Admirable condescendance de Dieu qui cherche! Admirable dignité de l'homme ainsi recherché!, s'écrit saint Bernard. Celui qui nous a faits nous estime à un si haut prix qu'il nous habille d'un trésor : son regard. Mais nos yeux souffrent trop de nos «moi» pour en être éblouis. Nous gisons trop sur nos grabats pour nous ouvrir à cette lumière inaccessible. Voir dans ce regard que Jésus est près de nous, qu'il a déposé en nous sa richesse, pressentir qu'il est le désiré de toutes les nations (Ag 2, 8 Vulg) et qu'en lui toute chair verra le Salut de Dieu (Is 40, 5; Lc 3, 6); quel bonheur il y a là-dedans!
Tout au long de ces semaines avant Noël, l'Écriture à travers la liturgie nous dira : éveille-toi, toi qui dors (Ep 5, 14). Comme André, ouvrons nos yeux à la lumière divine. Écoutons d'une oreille attentive la voix puissante de Dieu qui chaque jour nous presse en disant : Aujourd'hui, si vous entendez sa voix, n'endurcissez pas votre cœur (Ps 94, 8). Il vient pour que nous le connaissions, lui qui n'est pas connu. Pour se montrer à notre monde, - toute chair verra le salut de Dieu - lui qui est hors du monde. Il vient dans sa miséricorde, lui qui nous est déjà présent par sa bonté créatrice. Il vient pour que les ténèbres de la mort ne vous enveloppent pas (Jn 12, 35). Il ne s'agit plus de croire mais bien de croître en ce regard. Je crois mais je croîs aussi, disait Claudel.
Nous pressentons durant ce temps de l'Avent que nos personnes vibrent de la proximité du Seigneur, que quelque chose se passe, se brasse. Nous sentons - c'est ça veiller, c'est ça l'espérance - qu'au milieu de l'effritement de nos sociétés, nous sommes prêts pour un changement de direction au moindre petit signe qui s'offrira à nous. Notre monde «mondialisé» le réclame aussi. À le regarder, nous vibrons déjà d'une joie nuptiale, celle de nous voir des attablés à une table de gloire.
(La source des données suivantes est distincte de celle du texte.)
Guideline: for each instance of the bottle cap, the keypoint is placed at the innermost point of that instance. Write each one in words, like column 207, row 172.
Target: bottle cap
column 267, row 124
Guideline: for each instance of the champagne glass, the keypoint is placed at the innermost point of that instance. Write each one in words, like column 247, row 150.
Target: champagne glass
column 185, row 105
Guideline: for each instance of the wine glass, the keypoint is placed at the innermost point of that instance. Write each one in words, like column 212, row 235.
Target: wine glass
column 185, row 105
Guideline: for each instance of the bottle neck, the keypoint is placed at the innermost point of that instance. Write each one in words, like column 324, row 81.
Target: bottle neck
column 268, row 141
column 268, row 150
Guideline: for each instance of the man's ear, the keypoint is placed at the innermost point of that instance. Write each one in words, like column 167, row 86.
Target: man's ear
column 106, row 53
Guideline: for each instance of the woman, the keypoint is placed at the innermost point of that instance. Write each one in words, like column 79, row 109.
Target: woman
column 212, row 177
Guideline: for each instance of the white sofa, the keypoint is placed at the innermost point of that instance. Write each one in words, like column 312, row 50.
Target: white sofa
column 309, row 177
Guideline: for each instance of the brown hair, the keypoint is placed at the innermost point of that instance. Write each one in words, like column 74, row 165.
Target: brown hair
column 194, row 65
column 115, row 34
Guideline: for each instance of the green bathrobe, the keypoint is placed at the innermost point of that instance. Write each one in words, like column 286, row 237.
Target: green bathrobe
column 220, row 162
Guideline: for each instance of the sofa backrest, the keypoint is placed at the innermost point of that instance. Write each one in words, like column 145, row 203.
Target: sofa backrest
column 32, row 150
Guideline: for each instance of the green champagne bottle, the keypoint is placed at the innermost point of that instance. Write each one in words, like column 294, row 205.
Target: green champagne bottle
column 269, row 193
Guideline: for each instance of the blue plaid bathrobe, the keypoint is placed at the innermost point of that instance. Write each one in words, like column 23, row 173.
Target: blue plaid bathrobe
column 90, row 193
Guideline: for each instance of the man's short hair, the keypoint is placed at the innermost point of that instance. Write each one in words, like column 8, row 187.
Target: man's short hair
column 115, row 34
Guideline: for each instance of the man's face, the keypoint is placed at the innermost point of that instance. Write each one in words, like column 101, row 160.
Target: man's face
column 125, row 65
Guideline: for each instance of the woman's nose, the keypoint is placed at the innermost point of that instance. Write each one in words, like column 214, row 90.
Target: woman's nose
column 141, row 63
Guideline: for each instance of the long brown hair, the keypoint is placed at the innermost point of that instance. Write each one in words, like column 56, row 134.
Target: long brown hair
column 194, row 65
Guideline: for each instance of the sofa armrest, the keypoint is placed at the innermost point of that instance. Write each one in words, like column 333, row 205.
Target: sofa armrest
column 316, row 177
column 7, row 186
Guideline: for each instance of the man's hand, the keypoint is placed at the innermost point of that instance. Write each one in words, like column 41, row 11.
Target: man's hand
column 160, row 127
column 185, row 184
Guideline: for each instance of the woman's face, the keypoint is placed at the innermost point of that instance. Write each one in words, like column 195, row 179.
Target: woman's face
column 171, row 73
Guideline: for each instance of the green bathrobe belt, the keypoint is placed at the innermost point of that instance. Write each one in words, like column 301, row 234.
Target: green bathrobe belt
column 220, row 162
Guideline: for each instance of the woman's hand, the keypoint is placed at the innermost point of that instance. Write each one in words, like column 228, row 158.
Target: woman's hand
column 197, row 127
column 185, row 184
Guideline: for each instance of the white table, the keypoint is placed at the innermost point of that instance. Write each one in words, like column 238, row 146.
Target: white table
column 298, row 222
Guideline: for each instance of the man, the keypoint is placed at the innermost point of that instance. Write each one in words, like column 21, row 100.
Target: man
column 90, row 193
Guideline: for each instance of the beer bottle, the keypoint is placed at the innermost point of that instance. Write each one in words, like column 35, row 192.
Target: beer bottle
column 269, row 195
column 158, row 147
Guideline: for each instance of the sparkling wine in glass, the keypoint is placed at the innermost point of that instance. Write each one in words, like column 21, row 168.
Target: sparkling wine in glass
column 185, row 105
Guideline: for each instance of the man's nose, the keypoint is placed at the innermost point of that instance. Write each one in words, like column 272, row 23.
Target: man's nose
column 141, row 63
Saintetés, regardons ce regard, veillons à ne pas l'éteindre - heureux ce serviteur que le maître trouvera en train de veiller (Lc 12, 37)- pour ensemble, en Église, arriver de naissance en naissance [à] mettre au monde l'enfant Dieu que nous sommes (Christian de Chergé). Une eucharistie pour nous apprendre à regarder ce monde - mission presque impossible ! - comme nous sommes regardés. Alors tout l'univers chantera dans la nuit de Noël : Béni soit Celui qui vient au nom du Seigneur. AMEN.